I'm curious how the 6 months have looked from a non-programmer's perspective. What kind of co-working tools and similar optimizations have people from other fields experienced?
I'm curious how the 6 months have looked from a non-programmer's perspective. What kind of co-working tools and similar optimizations have people from other fields experienced?
I am an instructor who helps deliver an apprenticeship. My new boss has been in our industry for about 20 years and is one of the most respected people in our company. They've just joined us to teach and are off doing a two week course. On the first day she was told to let AI write all of her lesson plans, and then feed the lesson plans to AI to make her slides...
Hopefully she rejects all this out of hand, but if she doesn't it'll mean that none of our trainees get the benefit of her experience, who she is as a person, and what she has to pass onto them.
We have 6 monthly reviews as instructors where we are told the same thing. "How could you use AI for your teaching?"

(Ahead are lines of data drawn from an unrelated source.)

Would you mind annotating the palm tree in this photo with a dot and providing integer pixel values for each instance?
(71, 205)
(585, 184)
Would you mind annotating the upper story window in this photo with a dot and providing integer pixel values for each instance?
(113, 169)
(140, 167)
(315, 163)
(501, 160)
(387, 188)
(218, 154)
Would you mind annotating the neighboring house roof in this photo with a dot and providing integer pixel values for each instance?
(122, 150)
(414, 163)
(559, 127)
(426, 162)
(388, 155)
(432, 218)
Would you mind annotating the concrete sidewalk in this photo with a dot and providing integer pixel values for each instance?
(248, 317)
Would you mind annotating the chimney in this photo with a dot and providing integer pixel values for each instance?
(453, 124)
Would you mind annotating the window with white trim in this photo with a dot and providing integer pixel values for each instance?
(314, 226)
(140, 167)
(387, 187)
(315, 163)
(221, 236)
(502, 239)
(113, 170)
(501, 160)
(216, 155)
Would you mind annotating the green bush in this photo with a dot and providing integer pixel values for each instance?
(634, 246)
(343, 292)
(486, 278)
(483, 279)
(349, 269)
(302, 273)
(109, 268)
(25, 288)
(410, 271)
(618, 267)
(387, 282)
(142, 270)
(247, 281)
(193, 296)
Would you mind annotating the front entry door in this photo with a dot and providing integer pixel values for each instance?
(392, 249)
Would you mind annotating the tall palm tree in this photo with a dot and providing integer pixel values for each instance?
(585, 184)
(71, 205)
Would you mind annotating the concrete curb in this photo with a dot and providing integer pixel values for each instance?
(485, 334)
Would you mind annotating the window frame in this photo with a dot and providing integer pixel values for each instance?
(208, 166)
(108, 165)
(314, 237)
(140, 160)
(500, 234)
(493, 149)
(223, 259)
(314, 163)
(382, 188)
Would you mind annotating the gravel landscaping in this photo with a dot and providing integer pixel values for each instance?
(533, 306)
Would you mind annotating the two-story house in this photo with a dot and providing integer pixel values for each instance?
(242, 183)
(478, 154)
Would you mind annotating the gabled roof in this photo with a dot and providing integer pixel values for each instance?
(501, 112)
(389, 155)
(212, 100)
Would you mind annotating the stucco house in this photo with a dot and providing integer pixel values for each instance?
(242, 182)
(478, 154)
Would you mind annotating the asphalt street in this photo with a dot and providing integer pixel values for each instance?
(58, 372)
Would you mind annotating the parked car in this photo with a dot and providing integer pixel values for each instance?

They don't even feel the need to justify why this would be desirable, or is needed at all. It's just pure bandwagonning. Unbelievably, most of my coworkers are extremely positive about AI, although none of them have told me they use it for anything besides preparing their lessons for them — they just use it instead of having to think, or spend time preparing...the only important thing they do at work.
It makes no sense to me.
I work at a company that deploys AI to enterprises
The average office worker is amazed at Copilot (not in the IDE - but the app bundled with Windows), and they mostly copy paste material into their enterprise provided ChatGPT / Gemini, and get tips from Facebook / Instagram on their top 5 best prompts for work productivity
Showing them agents that automate work at scale is a very magical experience
Claude in Office was a tipping point for nontechnical folks around me. Everyone’s slides decks are immaculate now. Finance isn’t needing nearly as much BI help. It’s pretty impressive.
Can I get Claude to view the slide decks for me so I don't waste my time?
Interesting. I don't have to use PowerPoint much, but I hate it when I do. I don't want the llm to write the words but I do want it to make things look nice. So does this work well now?
My pipeline for this is vscode + prompts + markdown templates + GitHub copilot -> markdown docs -> pandoc to produce.docx -> copilot in word for “nice” formatting -> copilot in ppt for nice decks. LLMs all the way down.
I find it’s easier to version control and diff the .md artefacts, those remain my authoritative source.
In business: using coworking tools to review and propose filing of emails; manage my files and folders; on a daily basis scour the intranet for interesting and relevant content.
Personal: my wife tutors in her native language to non-native primary and high school kids. They are all using these tools now generate fresh content for practice based on school lesson plans. The kids are improving much more quickly now than they were just a few months ago.
As someone who works somewhere where the intranet is a bit of a jungle: what tool do you use to scour the intranet?
Thanks!
Copilot Cowork in the M365 ecosystem. It inherits all the permissions from my account, has access to exchange to send me emails, and OneDrive to save each day’s summary for posterity and future refinement.
As a former data scientist, I started to use code agent 3 monthes ago. Before that, I use chat completion on web. Now, I nearly do everything which outputs documents with code agent.
Can you give a sanitized example or a hypothetical scenario of what you mean by “output documents with code agents”? Thanks.
My day job is not in the tech industry. I am an editor. Literally nothing has changed for me in the last four years.